We worked with industry partners to deliver a minimum viable product (MVP) as a national scale capability that will address airside insider threat at UK airports. For the MVP definition, we:

• Created clear outcomes and success criteria (KPIs).
• Performed user research, through workshops and one-to-one user interviews across airport security teams, DfT, LEAs and UKIC.
• Produced wireframes in Balsamiq.
• Iteratively tested with our UX Designer and users.

Automated migration of data from external airport systems was required, so we worked with ministers composing directives and creating data sharing agreements, to ensure data acquisition was legal and GDPR compliant and conducted Data Protection Impact Assessments.

From our prototype, we designed and developed data pipelines using NiFi and ElasticSearch to provide a centralised source of intelligence for Law Enforcement and UKIC to support investigations.

We used our DevSecOps approach to rapidly deploy secure components into the cloud, including Kibana for flexible visualisations.

To support performance analysis, we utilised:

• Sysdig Monitor & Secure for full-stack performance analysis, alerts and deep troubleshooting.
• Elasticsearch / Logstash / Kibana (ELK) stack for centralised data collection from Docker logs.
• Drone CI for automated Continuous Integration and Continuous Delivery (CI / CD).
• SonarQube (for automated code quality analysis).

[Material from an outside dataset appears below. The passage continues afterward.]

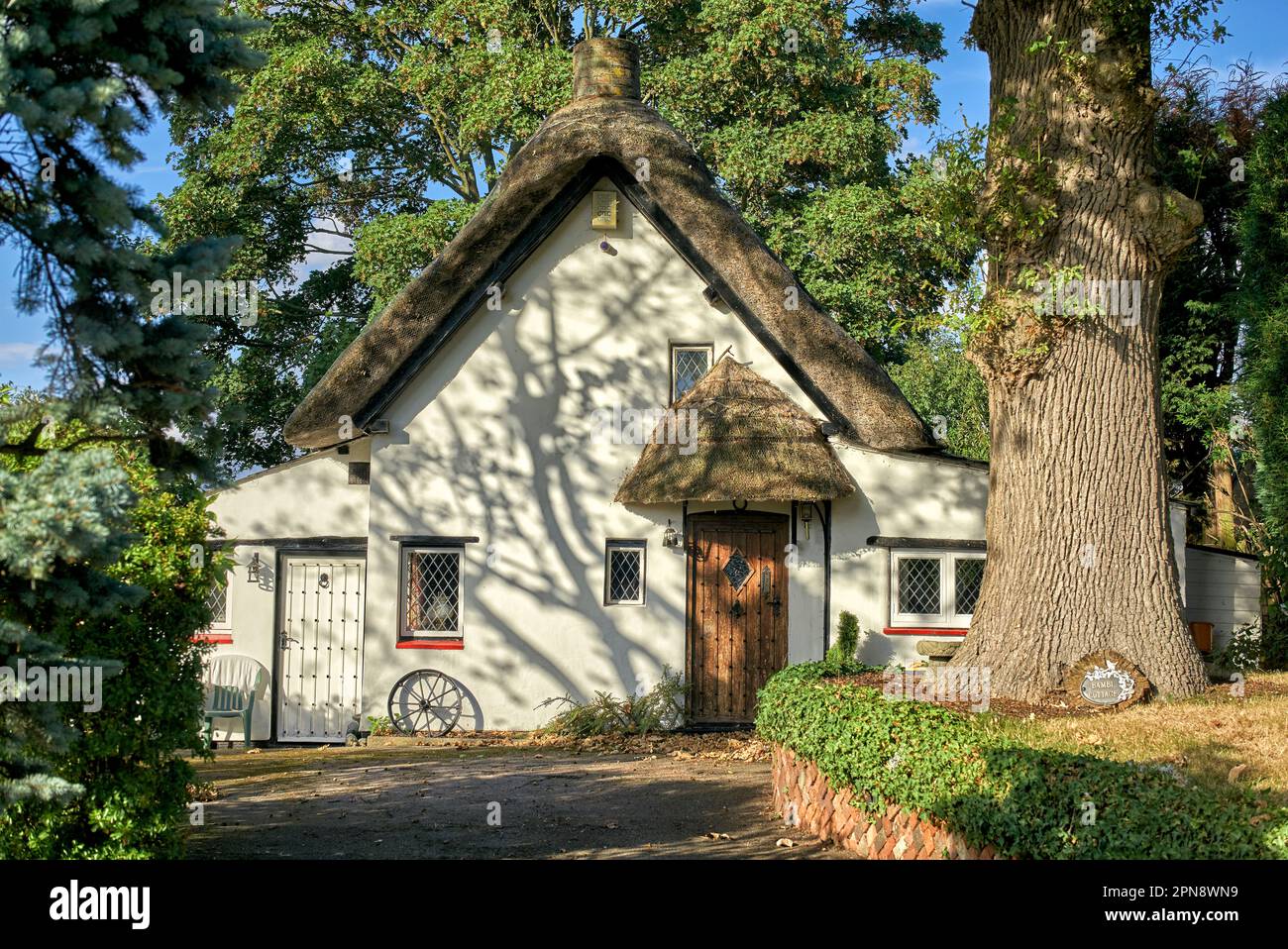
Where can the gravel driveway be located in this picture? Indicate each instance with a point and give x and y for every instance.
(488, 802)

We provided knowledge transfer and training to various Home Office - Digital Data & Technology teams. We worked with the QAT team to hand over all aspects of testing, through a series of on-boarding and mobilisation sessions as well as face-to-face and VTC training sessions. We worked with the Enterprise Services (ES) Service Desk team to support the design, and handover, of the support wrap for the service – ensuring a robust and proven helpdesk service.

The result has been the successful delivery of an MVP which has gone into Beta service and is consuming data from UK airports for intelligence assessment and analysis - enabling LEAs / UKIC much improved access to airside worker information to reduce insider threat.

Shaping the Sustained Service Model

In addition to providing the 2nd / 3rd line support, the BMT / Naimuri technical teams also needed to work closely with the ES Service Desk team to further shape and refine the APHIDS service wrap model. This includes supporting and documenting the interface between 1st and 2nd line support and conducting/attending workshops, as required.

A key refinement stage, for the service wrap, began from the start of the airport on-boarding trial with both the Home Office ES Service Desk the APHIDS development team (BMT / Naimuri) capturing lessons learned, identified issues and areas for improvement to feed into a continuously live service wrap plan.